The Gemini native format fully supports Function Calling: the model outputs “which function + what arguments”, you execute locally and return the result, and the model produces the final answer. The loop matches OpenAI’s FC, but the field formats are entirely different and cannot be mixed.
This page is based on the official Google documentation (ai.google.dev/gemini-api/docs/function-calling, as of June 2026).

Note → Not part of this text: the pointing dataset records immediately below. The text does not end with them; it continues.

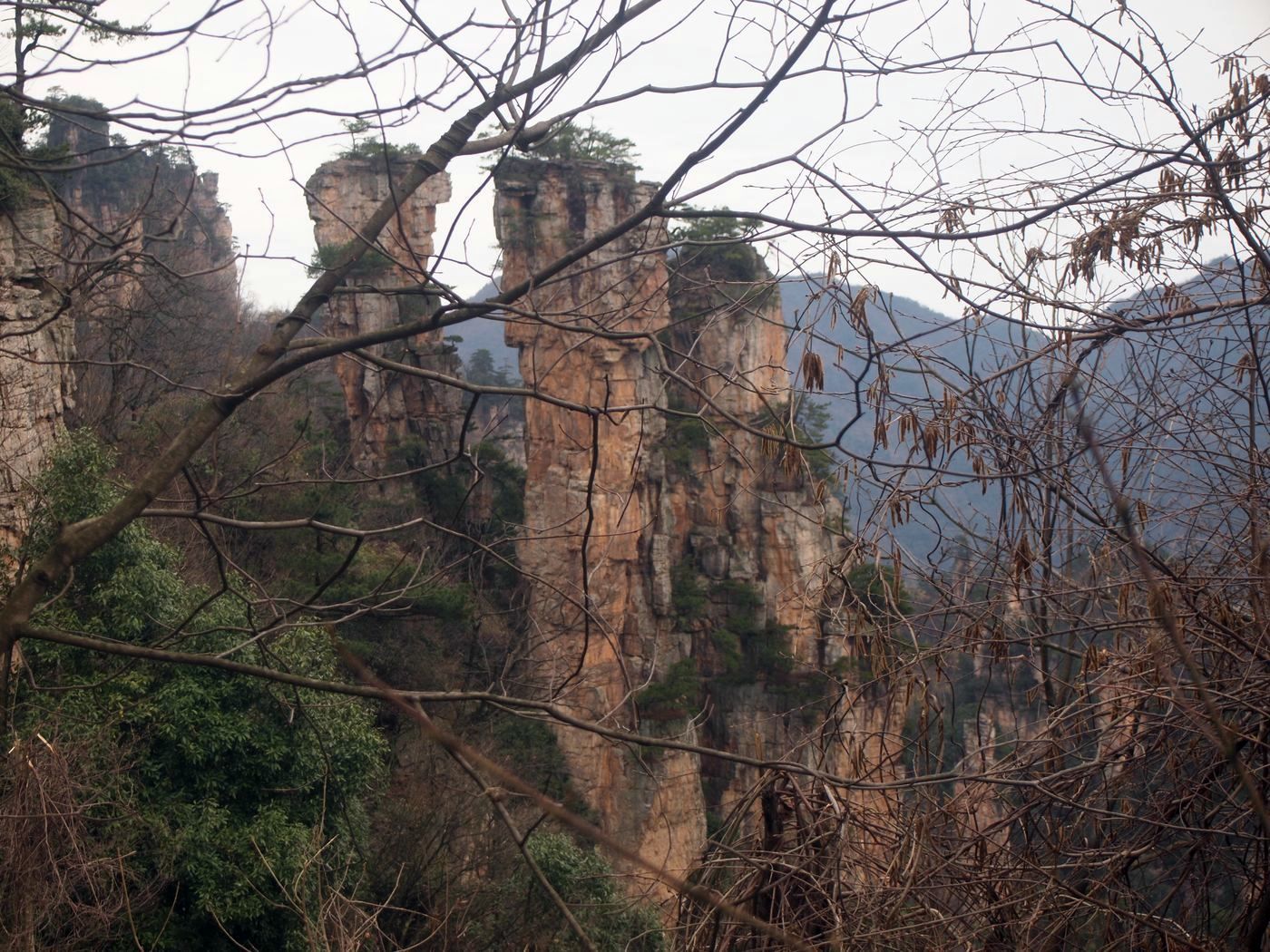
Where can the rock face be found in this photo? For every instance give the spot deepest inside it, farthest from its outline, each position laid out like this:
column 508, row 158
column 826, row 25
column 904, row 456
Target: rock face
column 385, row 406
column 35, row 383
column 675, row 564
column 149, row 267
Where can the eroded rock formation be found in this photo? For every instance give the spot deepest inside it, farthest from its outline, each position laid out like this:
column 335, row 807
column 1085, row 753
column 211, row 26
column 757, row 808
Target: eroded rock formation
column 675, row 560
column 384, row 405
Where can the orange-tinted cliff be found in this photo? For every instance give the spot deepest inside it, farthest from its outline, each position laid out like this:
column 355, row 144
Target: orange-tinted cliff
column 676, row 562
column 384, row 406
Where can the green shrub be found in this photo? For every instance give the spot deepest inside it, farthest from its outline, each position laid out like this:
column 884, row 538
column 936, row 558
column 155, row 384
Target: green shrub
column 237, row 801
column 573, row 141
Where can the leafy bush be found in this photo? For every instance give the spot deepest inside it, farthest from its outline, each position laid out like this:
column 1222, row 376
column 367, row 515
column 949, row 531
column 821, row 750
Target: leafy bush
column 330, row 257
column 672, row 695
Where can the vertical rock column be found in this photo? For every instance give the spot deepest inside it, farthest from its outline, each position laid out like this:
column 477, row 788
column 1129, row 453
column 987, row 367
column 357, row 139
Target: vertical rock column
column 593, row 549
column 384, row 406
column 35, row 380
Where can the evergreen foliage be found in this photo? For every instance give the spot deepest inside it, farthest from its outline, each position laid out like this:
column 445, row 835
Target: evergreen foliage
column 573, row 141
column 587, row 884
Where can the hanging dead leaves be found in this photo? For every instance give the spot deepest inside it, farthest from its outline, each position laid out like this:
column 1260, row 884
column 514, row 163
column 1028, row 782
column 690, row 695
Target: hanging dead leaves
column 813, row 371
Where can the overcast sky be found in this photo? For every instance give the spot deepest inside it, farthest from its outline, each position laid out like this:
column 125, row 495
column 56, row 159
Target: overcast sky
column 262, row 168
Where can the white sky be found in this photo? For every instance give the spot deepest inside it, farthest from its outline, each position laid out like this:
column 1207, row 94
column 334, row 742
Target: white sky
column 262, row 167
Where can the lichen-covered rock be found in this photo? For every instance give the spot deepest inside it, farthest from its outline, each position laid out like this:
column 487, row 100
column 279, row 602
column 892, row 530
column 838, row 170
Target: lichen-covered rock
column 35, row 377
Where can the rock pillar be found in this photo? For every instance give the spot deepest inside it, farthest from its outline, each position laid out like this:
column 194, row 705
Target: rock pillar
column 385, row 406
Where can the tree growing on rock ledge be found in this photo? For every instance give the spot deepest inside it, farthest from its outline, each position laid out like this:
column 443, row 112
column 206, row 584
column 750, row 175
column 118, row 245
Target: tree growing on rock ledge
column 637, row 619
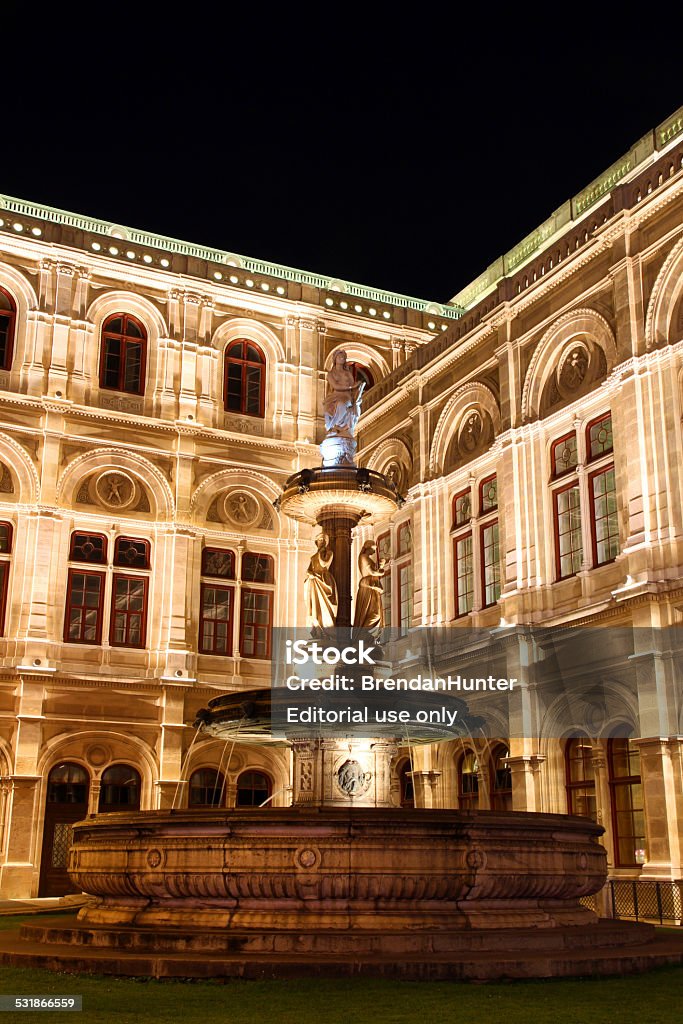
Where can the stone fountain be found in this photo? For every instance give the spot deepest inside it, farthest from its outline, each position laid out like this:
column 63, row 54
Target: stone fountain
column 340, row 882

| Gemini native | OpenAI |
|---|
| Tool definition | tools: [{"function_declarations": [...]}] | tools: [{"type": "function", ...}] |
| Call output | function_call in a part (name + args object) | tool_calls / function_call item (arguments is a JSON string) |
| Result return | Part(function_response=...) | role:"tool" message / function_call_output item |
| Call strategy | tool_config.function_calling_config.mode: AUTO / ANY / NONE | tool_choice: auto / required / none |
| Multi-turn reasoning state | Gemini 3 requires thought signatures back | No such requirement |
One easy mistake: Gemini’s function_call.args is a structured object, not a JSON string — no json.loads needed.
The Full Call Loop
from google import genai
from google.genai import types
client = genai.Client(
api_key="YOUR_API_KEY",
http_options={"base_url": "https://api.apiyi.com"}
)
# 1. Define tools
tools = [{
"function_declarations": [{
"name": "get_weather",
"description": "Get current weather for a city",
"parameters": {
"type": "object",
"properties": {
"city": {"type": "string", "description": "City name, e.g. Beijing"},
"unit": {"type": "string", "enum": ["celsius", "fahrenheit"]}
},
"required": ["city"]
}
}]
}]
# 2. First request: the model decides to call
contents = [types.Content(role="user", parts=[types.Part(text="How hot is it in Beijing right now?")])]
r1 = client.models.generate_content(
model="gemini-3.5-flash",
contents=contents,
config={"tools": tools}
)
call = r1.candidates[0].content.parts[0].function_call
print(f"Model wants: {call.name}, args: {dict(call.args)}")
# 3. Execute locally (fake data standing in for a real lookup)
weather = {"city": call.args["city"], "temp": 26, "condition": "sunny"}
# 4. Return the result: append the model's reply (function_call + thought signature)
# and the function result to the history
contents.append(r1.candidates[0].content)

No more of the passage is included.